Please see note 15 for the operating leases related commitments.
20. Risks and uncertainties
Concentration of Credit Risk
Financial instruments that potentially subject the Company to concentrations of credit risk consist principally of cash deposits and accounts receivable. Cash balances are placed with financial institutions that Management believes are of high credit quality. Company does not have any accounts with US institutions.
In addition, Connect Ads holds cash and cash equivalents at foreign financial institutions which are not insured by the Federal Deposit Insurance Corporation (“FDIC”). These cash holdings are placed with financial institutions and financial instruments are of high credit quality.
In relation with the expected credit losses, we have concluded that the historical loss rates for those assets is a reasonable approximation of the CECL. Accounts receivables are due over a period of 60-120 days.
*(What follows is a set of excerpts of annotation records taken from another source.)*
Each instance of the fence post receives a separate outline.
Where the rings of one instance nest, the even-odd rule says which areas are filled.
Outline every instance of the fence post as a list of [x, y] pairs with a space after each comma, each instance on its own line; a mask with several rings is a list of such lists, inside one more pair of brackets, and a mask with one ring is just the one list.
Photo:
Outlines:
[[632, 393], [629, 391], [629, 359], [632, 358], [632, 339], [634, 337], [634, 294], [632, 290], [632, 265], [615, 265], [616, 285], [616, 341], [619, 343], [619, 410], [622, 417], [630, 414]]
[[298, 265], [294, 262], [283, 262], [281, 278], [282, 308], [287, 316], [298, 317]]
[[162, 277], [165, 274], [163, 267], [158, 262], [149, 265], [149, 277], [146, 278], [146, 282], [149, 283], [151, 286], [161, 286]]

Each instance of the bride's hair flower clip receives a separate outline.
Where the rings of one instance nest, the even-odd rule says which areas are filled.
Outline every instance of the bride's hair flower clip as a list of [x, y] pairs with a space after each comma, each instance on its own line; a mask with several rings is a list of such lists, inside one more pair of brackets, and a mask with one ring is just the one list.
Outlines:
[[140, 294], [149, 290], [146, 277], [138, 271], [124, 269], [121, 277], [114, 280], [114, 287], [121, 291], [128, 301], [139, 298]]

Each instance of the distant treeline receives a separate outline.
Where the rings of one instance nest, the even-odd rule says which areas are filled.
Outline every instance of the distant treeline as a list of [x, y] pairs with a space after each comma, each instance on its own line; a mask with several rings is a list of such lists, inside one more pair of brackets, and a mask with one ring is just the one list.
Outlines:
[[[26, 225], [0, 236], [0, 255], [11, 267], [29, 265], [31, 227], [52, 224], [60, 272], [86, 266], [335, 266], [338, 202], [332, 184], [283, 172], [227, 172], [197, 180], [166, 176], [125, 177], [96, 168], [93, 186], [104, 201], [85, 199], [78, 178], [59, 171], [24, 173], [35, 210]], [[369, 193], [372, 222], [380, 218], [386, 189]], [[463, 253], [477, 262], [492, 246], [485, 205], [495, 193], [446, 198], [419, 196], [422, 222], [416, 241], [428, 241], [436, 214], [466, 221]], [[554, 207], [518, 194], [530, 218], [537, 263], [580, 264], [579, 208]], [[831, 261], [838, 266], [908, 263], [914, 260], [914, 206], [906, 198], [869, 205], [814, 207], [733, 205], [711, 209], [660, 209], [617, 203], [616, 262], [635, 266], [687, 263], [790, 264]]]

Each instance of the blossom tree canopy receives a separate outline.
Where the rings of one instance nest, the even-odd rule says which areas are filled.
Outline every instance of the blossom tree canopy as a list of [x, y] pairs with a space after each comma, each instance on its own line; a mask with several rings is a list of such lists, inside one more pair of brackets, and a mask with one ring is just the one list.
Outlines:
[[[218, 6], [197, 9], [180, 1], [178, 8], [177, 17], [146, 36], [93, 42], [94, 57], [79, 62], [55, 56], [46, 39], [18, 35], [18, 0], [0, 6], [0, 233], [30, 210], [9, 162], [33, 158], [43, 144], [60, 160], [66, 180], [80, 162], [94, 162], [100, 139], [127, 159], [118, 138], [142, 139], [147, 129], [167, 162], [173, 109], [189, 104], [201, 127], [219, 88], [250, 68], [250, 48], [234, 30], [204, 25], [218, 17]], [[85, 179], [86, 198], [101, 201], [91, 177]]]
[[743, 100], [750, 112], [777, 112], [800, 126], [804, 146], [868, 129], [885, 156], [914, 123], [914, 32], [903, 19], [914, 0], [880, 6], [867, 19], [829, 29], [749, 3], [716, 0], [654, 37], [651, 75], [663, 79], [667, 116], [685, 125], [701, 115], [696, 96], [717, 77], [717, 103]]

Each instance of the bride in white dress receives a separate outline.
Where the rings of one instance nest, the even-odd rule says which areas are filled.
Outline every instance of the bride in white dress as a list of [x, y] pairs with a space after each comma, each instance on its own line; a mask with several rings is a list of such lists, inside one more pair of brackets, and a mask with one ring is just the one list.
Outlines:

Concentration of Business and Credit Risks
The Company’s credit risk is spread across a large number of diverse customers in Europe and MENA thus spreading the trade credit risk. It normally does not require collateral on credit sales; however, an analysis is performed before extending substantial credit to any customer. An allowance for credit losses is recorded based on customers’ payment history and perceived credit risks. As of December 31, 2021 and December 31, 2020, receivables from the largest five accounts represented 24% and 21% of total trade receivables, respectively. One customer represents 10.86% of the total receivables as of December 31, 2021 and no customer represents more than 10% of the total receivables as of December 31, 2020.
No single customer represents more than 10% of the Company´s total sales for the year ended December 31, 2021 and ended December 31, 2020.
The Company do not have any credit insurance policy to cover the risk of bad debts.
COVID-19 Pandemic
On March 11, 2020, the COVID-19 outbreak was declared by the World Health Organization to be a global pandemic, highlighting the health risks of the disease. In this context and following regulatory requirements published by governments in the countries in which we operate, we activated a response program in order to minimize the impact of the COVID-19 pandemic.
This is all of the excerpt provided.